Non-Root Switch Failure
When switch 2 fails, switch 3 stops receiving BPDUs from switch 2. Also, the port on switch 1 and switch 3 that is connected to switch 2 stops receiving electrical signals. From this, switch 3 and switch 1 understand that there is a problem on the link to switch 2. Switch 3 will also stop receiving BPDUs from switch 2 but will continue to receive BPDUs from the root bridge on the link.
Switch 3 will wait for the max age period and, on not receiving any BPDU, will declare the link with switch 2 as dead and send a TCN BPDU to the root bridge. Depending on the network topology, when a non-root switch fails, port reconfiguration could be required. In our example, reconfiguration is not required. With the failure of Switch 2, PC 4 and PC 5 become disconnected from the network.
Types of STP
STP was developed in 1990 and was published as the IEEE 802.1d standard. In 2001, an improved version of STP called RSTP (Rapid STP) was developed, which was published as the 802.1w standard. RSTP has faster convergence. Convergence is the time taken for all the switches to agree on a loop-free topology.
Shortly after, Cisco published their own implementation of STP and RSTP called PVST+ (Per-VLAN Spanning Tree Plus) and RPVST+, respectively. The Cisco implementation added support for spanning tree on VLANs. Cisco devices use PVST+ by default. In PVST, the switch’s priority number includes the VLAN ID.
In RSTP and RPVST+, all switches can generate and forward BPDUs.
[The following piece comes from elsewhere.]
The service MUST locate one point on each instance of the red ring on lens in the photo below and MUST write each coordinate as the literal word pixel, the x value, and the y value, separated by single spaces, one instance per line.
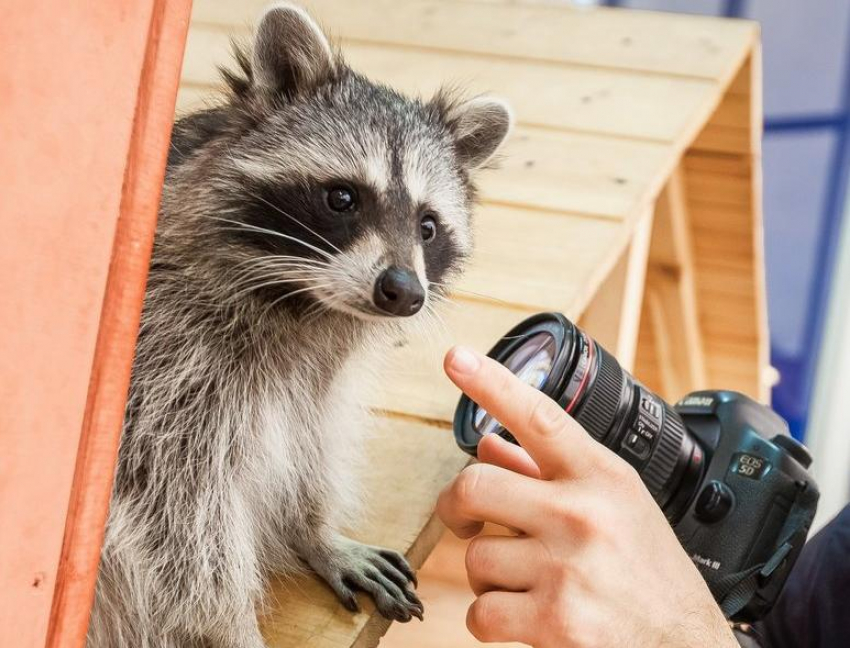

Furthermore, instead of waiting for the max age period, the switches actively negotiate with their neighbors to quickly determine if any link has stopped working.
In 2002, a version of STP that supported VLANs was created. MSTP (Multiple Spanning Tree Protocol) was published as IEEE 802.1s. If PVST+ is used and there are 50 VLANs, then 50 spanning trees will be created. MSTP groups multiple VLANs in a single spanning tree, so instead of 50, only 3-4 trees would be used.
In 2004, IEEE merged RSTP into the 802.1d standard, which made original STP obsolete.